Yes you do need to show that y=x. Also, you have found an element that acts like an identity when multiplying a particular element a. But you need to find a single identity element for the whole of S.

So, for the given element a, you know that there is an element e such that ae=a, and there is an element f such that fa=a. Now let b be another element of S. There is an element y such that ya=b. Therefore be=yae=ya=b, and by a similar argument fb=b. This shows that e acts as a right identity for every element of S, and f acts as a left identity for every element of S. Therefore in particular e=fe=f. Hence e is an identity.

No, you can't do that, because you don't yet know that inverse elements exist. However, given an element a, you do know that there is an element x such that ax=e, and there is an element y such that ya=e. But then y=ye=yax=ex=x, so y=x is an inverse for a. So each element has an inverse, and now you just have to check that the group axioms hold.
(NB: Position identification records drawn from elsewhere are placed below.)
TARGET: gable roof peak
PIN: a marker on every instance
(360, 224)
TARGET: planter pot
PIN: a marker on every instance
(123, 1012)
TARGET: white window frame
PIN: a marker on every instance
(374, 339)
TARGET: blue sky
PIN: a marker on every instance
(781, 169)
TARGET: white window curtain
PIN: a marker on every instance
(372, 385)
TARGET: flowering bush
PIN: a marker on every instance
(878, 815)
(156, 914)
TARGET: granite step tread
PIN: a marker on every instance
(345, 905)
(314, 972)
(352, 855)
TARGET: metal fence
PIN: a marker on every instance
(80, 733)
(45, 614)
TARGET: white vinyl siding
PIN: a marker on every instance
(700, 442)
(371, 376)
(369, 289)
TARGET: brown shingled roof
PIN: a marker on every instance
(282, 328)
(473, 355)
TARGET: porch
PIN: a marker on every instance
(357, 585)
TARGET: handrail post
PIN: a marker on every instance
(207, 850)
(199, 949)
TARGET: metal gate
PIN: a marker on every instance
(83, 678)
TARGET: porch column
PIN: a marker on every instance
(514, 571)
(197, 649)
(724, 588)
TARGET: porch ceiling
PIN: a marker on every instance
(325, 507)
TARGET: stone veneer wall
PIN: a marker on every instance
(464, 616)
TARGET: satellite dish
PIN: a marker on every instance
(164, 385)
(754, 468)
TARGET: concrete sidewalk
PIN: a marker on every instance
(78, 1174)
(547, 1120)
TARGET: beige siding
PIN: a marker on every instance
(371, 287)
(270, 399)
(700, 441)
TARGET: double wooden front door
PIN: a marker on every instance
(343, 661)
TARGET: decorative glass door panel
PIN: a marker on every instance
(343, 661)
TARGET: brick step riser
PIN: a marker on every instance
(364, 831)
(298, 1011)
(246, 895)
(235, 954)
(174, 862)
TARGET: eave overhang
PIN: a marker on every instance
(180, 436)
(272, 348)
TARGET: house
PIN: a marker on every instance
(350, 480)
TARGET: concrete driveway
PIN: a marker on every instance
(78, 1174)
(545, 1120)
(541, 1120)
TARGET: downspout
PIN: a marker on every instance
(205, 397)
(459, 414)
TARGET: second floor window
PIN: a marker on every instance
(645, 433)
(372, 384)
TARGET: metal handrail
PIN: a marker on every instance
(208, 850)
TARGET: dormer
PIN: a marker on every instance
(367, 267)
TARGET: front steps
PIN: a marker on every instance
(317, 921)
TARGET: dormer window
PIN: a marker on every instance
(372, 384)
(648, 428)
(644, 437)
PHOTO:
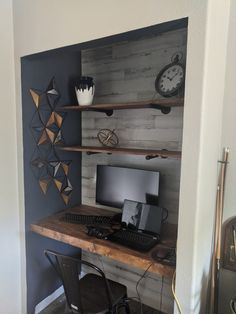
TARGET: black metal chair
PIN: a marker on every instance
(93, 293)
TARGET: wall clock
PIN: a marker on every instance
(170, 80)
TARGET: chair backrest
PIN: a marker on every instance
(68, 269)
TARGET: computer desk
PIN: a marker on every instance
(75, 235)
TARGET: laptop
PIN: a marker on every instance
(141, 226)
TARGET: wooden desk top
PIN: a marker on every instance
(74, 234)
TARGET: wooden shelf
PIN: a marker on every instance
(164, 105)
(73, 234)
(149, 153)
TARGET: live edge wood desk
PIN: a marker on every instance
(74, 234)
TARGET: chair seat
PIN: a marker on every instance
(93, 293)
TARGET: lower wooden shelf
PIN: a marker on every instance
(53, 227)
(149, 153)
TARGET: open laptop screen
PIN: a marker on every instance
(142, 216)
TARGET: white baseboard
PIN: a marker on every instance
(52, 297)
(48, 300)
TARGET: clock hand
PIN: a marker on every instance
(174, 75)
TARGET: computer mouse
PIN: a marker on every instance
(161, 252)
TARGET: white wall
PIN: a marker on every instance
(229, 118)
(10, 298)
(43, 25)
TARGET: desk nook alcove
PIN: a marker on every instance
(62, 153)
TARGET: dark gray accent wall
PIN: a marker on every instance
(37, 73)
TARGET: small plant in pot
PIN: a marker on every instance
(85, 91)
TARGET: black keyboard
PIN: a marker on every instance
(87, 219)
(136, 240)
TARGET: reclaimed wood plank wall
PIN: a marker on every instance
(126, 71)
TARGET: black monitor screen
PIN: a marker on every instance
(115, 184)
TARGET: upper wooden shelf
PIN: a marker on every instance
(149, 153)
(163, 104)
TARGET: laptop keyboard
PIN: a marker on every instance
(133, 239)
(87, 219)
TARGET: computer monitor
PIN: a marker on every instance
(115, 184)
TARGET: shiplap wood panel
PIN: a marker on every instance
(123, 72)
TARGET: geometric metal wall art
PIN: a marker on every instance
(46, 126)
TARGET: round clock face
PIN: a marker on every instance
(170, 80)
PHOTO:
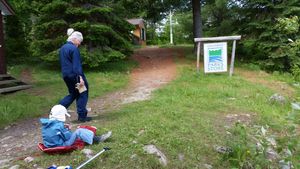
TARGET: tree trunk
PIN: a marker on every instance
(197, 22)
(2, 53)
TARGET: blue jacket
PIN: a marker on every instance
(70, 60)
(54, 132)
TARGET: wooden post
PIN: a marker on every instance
(232, 58)
(2, 53)
(198, 56)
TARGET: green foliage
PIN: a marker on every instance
(267, 26)
(17, 32)
(106, 36)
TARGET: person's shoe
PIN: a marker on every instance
(96, 139)
(84, 119)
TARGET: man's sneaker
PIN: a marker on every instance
(84, 119)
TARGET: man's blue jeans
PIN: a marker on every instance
(81, 98)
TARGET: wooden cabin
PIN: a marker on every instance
(139, 33)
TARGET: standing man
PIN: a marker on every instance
(73, 75)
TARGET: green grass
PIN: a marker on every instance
(49, 88)
(188, 117)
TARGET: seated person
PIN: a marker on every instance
(56, 133)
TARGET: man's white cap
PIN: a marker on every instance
(72, 34)
(59, 112)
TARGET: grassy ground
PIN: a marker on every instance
(49, 88)
(189, 118)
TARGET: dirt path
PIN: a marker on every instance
(156, 68)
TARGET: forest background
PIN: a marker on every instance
(269, 29)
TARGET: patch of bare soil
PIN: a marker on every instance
(156, 68)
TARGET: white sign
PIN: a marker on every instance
(215, 57)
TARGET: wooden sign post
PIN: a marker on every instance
(218, 39)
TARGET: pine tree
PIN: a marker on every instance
(106, 36)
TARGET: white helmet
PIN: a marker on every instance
(59, 112)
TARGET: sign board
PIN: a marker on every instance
(215, 57)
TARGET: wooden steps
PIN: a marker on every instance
(10, 84)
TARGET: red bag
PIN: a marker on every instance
(78, 144)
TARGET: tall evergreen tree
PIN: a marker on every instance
(17, 28)
(106, 35)
(263, 40)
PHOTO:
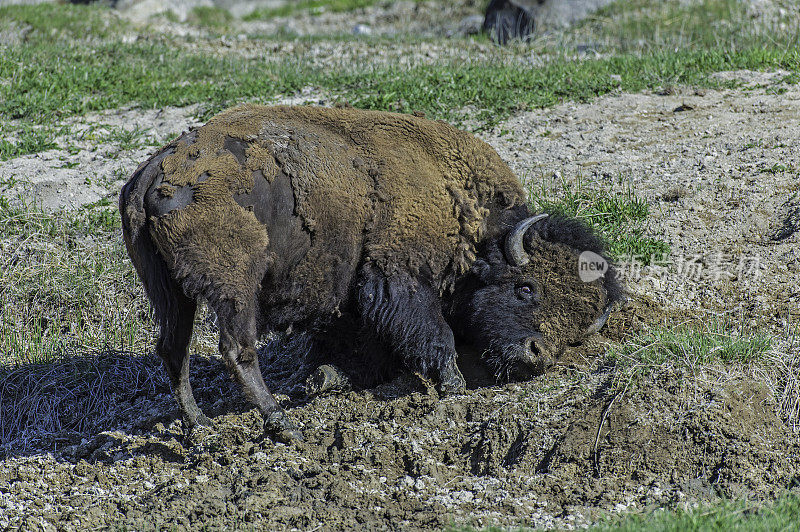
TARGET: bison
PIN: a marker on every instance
(301, 217)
Again, you don't know that inverses exist, so you can't use that argument.

Suppose that S contains n elements (n is finite). Given an element a in S, think about the set of products ax as x runs through S. There are n of these products and (by the cancellation property) they are all distinct. So they must constitute all the elements of S. Therefore, given an element b of S, one of those products ax must be equal to b. In other words, the equation ax=b has a solution. Similarly, the equation ya=b has a solution. So now we can use the result from problem 1 to conclude that S is a group.

Suppose S is the set of natural numbers, with ordinary multiplication as the semigroup operation. The cancellation property holds, but S is not a group.